真っ赤に染まったベニザケ、緑と朱色のコントラストが美しいオイカワ……これらは、魚に現れる婚姻色。私たちが普段想像する魚の色は、繁殖期に現れる特別な体色かもしれません。今回はこの婚姻色について紹介します。
繫殖期に現れる鮮やかな魚体<婚姻色>
婚姻色とは繁殖期のみに現れる、平常時とは異なる鮮やかな体色や模様のことです。一般的にはオスのみに現れますが、オス・メスともに婚姻色が現れる種もいます。
魚の体色は、体表に含まれる黒・赤・黄・白のそれぞれの「色素胞」が拡散・凝縮することで変化・強調しています。青色系統の色素は存在せず、代わりに細胞の中にグアニン結晶が並ぶ「虹色色素」の細胞があり、このグアニン結晶の層の感覚が変化することで青色を表します。
性ホルモンが活発になり、これらの色素胞が変化することで鮮やかな体色が現れたものを婚姻色といいます。
婚姻色が綺麗な魚5選!
さて、婚姻色が現れる仕組みがわかったところで、改めて婚姻色が綺麗な魚たちを紹介します!
婚姻色が現れる魚で有名なのはほとんどが淡水魚。海水の魚たちはサンゴ礁で擬態したり、同じ生息域にすんでいる種から自分たちの種を識別したりするためにカラフルで派手な色を有していることが多いのですが、淡水魚は石影などと擬態するために目立たない色をしている魚が多いです。
しかし彼らにも求愛のため繁殖の時期には熱帯魚にも劣らない、繊細で美しい体色が現れます。
婚姻色の代表<オイカワ>
「美しい婚姻色」と聞いて思いつくのは、この魚ではないでしょうか。コイ科ハス属のオイカワのオスは、薄い青緑色の体にピンク色のお腹、赤いヒレと独特の婚姻色を発色します。その美しい婚姻色から、アクアリウムで鑑賞用として飼育されることもあります。

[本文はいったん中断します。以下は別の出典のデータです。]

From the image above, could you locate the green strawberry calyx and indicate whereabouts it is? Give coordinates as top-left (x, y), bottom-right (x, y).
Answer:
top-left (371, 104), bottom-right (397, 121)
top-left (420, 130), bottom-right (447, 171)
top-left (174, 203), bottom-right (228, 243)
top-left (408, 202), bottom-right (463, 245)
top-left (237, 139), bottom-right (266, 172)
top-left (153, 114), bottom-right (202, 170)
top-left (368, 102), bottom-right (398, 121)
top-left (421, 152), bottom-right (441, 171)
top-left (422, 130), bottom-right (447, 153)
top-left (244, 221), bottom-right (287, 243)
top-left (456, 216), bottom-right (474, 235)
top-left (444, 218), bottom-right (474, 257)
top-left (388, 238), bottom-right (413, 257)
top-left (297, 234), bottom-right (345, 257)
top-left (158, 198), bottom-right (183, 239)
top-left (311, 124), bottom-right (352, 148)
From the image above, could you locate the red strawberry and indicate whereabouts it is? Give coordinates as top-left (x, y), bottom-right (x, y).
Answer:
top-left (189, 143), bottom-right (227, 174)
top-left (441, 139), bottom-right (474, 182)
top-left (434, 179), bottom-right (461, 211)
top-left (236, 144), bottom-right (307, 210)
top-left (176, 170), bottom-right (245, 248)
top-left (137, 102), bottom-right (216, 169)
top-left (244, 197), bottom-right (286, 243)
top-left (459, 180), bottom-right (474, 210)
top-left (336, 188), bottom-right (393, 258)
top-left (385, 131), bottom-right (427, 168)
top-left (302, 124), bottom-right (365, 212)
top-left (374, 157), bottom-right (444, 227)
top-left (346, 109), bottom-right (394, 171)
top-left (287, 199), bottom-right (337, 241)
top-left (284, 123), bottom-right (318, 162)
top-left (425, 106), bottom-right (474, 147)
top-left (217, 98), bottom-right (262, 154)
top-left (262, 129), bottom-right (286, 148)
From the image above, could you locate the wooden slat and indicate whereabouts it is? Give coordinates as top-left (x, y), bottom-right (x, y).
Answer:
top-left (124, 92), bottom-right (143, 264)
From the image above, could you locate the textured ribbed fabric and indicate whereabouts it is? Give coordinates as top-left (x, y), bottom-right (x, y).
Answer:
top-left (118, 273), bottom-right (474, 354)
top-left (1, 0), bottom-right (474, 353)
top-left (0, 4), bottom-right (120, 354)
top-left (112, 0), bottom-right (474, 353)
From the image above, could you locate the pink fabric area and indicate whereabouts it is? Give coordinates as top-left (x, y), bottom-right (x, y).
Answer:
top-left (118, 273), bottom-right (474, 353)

婚姻色と同時に顔に白い凹凸が現れることがあり、これは追星(おいぼし)といわれています。
パステルでかわいい発色<カネヒラ>
タナゴの仲間も特に綺麗な婚姻色で有名です。タナゴの仲間のうち最も大型の種であるカネヒラは、ひし形に近い丸みのある体をしています。
カネヒラの婚姻色はオスのみに現れ、青緑色をベースにピンクが混ざったグラデーションがとても美しく発色。どこか可愛げもあります。とても魅力的な魚で、釣り人にも人気がある魚です。
炎のように真っ赤<ベニザケ>
婚姻色が名前の由来ともなっているのがベニザケ。繫殖期を迎える遡上前後には全身が真っ赤に染まります。ベニザケの特徴は、オスもメスも綺麗な婚姻色を発色することです。

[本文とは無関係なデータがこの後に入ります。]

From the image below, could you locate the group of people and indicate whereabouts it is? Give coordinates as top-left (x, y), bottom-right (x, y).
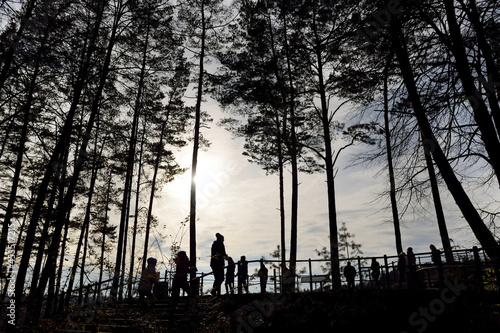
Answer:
top-left (137, 251), bottom-right (195, 310)
top-left (136, 232), bottom-right (270, 306)
top-left (210, 233), bottom-right (269, 296)
top-left (344, 244), bottom-right (443, 289)
top-left (342, 258), bottom-right (382, 290)
top-left (138, 236), bottom-right (445, 299)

この赤さのもとは、海のプランクトンがもつアスタキサンチンという赤い色素です。この色は繫殖期の証であるとともに、サケが広い海を回遊してきた証拠でもあるんですね。
黒とオレンジのコントラスト<ウグイ>
淡水魚であるウグイもオス・メスともに婚姻色を発色します。ウグイの婚姻色は、黒っぽい体色をベースに、オレンジ色の縦帯が2本。ヒレにもすこしオレンジ色が発色します。

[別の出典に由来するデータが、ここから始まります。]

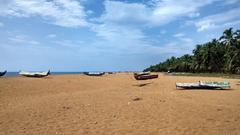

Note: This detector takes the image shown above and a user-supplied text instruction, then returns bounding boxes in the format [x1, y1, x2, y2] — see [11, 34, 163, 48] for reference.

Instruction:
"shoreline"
[2, 71, 240, 79]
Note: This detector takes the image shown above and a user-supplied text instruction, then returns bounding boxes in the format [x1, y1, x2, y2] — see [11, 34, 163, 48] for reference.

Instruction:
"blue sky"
[0, 0, 240, 71]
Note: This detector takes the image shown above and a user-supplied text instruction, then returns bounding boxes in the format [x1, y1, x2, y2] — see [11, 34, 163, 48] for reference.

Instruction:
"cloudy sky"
[0, 0, 240, 71]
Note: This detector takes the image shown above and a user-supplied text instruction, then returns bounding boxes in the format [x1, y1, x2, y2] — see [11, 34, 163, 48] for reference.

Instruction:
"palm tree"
[144, 28, 240, 74]
[220, 28, 235, 46]
[219, 28, 238, 72]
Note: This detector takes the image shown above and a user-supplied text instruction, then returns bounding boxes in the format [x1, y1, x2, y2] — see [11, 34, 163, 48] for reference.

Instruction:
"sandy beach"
[0, 73, 240, 135]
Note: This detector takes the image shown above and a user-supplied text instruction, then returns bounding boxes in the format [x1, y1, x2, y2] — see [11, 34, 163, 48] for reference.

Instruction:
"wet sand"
[0, 73, 240, 135]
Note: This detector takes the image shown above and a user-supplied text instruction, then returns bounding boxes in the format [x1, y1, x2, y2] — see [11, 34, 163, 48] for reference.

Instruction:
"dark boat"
[83, 72, 105, 76]
[134, 72, 158, 80]
[0, 70, 7, 77]
[19, 70, 50, 78]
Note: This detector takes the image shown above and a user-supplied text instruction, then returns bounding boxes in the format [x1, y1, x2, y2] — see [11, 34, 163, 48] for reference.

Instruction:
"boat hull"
[83, 72, 105, 76]
[21, 74, 49, 78]
[176, 81, 230, 90]
[134, 74, 158, 80]
[0, 71, 7, 77]
[19, 70, 50, 78]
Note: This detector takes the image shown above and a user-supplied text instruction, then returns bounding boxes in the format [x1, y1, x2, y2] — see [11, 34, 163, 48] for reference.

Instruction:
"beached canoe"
[134, 72, 150, 76]
[83, 72, 105, 76]
[176, 81, 230, 89]
[134, 72, 158, 80]
[0, 70, 7, 77]
[19, 70, 50, 78]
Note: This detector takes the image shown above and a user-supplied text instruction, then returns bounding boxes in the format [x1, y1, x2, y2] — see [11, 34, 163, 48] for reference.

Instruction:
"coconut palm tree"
[220, 28, 235, 46]
[144, 28, 240, 74]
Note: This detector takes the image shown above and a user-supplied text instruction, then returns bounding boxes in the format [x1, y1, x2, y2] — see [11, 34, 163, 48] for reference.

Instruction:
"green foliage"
[144, 28, 240, 74]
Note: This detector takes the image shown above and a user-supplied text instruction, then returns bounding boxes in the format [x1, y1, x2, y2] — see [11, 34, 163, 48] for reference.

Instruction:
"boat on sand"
[0, 70, 7, 77]
[134, 72, 158, 80]
[19, 70, 50, 78]
[176, 81, 230, 89]
[134, 71, 150, 76]
[83, 72, 105, 76]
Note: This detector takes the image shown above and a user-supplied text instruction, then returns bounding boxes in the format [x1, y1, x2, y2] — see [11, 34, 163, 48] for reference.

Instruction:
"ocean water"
[2, 71, 137, 77]
[3, 72, 84, 77]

日本にすむウグイの仲間には3種。どのウグイの婚姻色もベースは同じような色ですが、縞のパターンや色が少しずつ違うことで見分けられます。
赤い横縞が特徴的<カシワハナダイ>
海水魚にももちろん婚姻色を発色する魚がいます。ハナダイの仲間は普段、体全体が鮮やかな赤色をしていますが、繫殖期になると体が白っぽく発色し、背やヒレなどに赤い部分が鮮やかに残ります。模様は種によってそれぞれです。例えばカシワハナダイでは、体中央に赤く細い特徴的な横縞が現れます。
魅力的な婚姻色の世界
魚たちが持つ繁殖戦略のひとつ、婚姻色を紹介しました。婚姻色は魚たちにとって魅力的なものであることは明らかですが、私たち人間から見ても美しく魅力的です。
写真や動画でその魅力に惹かれた人は、ぜひ水族館に訪れるなどして、実物の繊細な体色を目撃してみてください!